A lot of people have been posting about bailout issues. Hell, it is essentially the most important thing happening in our world today.
As some background, one of the reasons that a great many people think government action is necessary is that the problem is potentially that bad. The issue, though, is what the problem is. I could actually blame it all on an accounting rule called "mark to market." But I think that's only part of it.
Mark to market essentially requires banks to list assets (loans) on their balance sheets at the value at which those assets could be sold. When subprime mortgages or other loans that depended in part on the ability to quickly flip collateral started to have repayment problems due to the realization that we jsut don't need that many houses, other banks started not wanting to buy those loans. Normally, one would think "well, then don't buy those loans." But then they bundled all sorts of loans together, split them up (so that anyone buying is actually buying a 100th of each loan or an interest in the pool of loans as a whole), and sold that. Now, each loan was no longer identifiable.
Thus, the problem started to be that there was no market for any type of loan. As demand to buy loans on the "secondary market" slacked, prices went down (look at your demand curves). When prices go down, each of the banks has to say taht their assets are worth less.
Now, we have shrinking assets on paper, even if there is no indication that the income streams and future value of those assets will not be the full amount they were previously valued at. On a blanace sheet, shrinking assets also means shrinking equity/capital: assets = liabilities + equity. When liabilities get to be more than assets, a company is deemed insolvent. bankrupt. on paper.
So, under the accounting rules, when no one wants to buy something for a short time because they're afraid of it, the business goes under, even if the business is not depending on the sale to stay afloat.
So, there's that. But what is the real problem that started all of it? And what's the problem that makes it so that the problems perpetuate?
I again come to value in value. I come to reality. And here's the kicker. Each of us is the problem.

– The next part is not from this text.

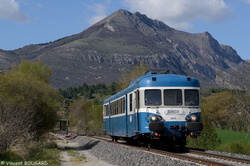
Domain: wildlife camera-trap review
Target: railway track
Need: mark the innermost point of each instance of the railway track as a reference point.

I've had people say to me in the past week the following:
- that they are planning to stop paying their mortgage so that they can get a workout deal from the bank to pay the bank less, since the banks don't want to take a loss on the mortgage as a whole;
- that they are thinking about quitting working for a living, since it appears to be too hard to and then they have to pay taxes, so they might as well see if they can't get disabled somehow.
I know that there are people out there who have said, "where's my bailout?" I know that people continue to say that they are worth more, and have thought that they would also be willing to take too much money for doing a job, just because someone else also got that much money. I might be guilty of that one as well.
Here's the problem more commonly, via Calvin and Hobbes:
http://gregmankiw.blogspot.com/2009/02/classic-calvin.html So what do we do? Stop the thoughts of entitlement. Profit motive? Yes. Good. But stop trying to get away with something. It's not a race to win by getting the most stuff or having the highest number. Rather, it's a race to win by doing the best job you can, being honorable, living a good life.
I know some cowboys out there who might agree, and we know all sorts of people who live by this. But I don't hear people blaming others for it.
And really, others will only change if there's a stick to it. A great many people will only control those impulses when controlled by the scorn of society. And a loud, value based movement toward behavior based on value, responsilibity, and reality.
Yes, it all relates. See prior posts on the subject.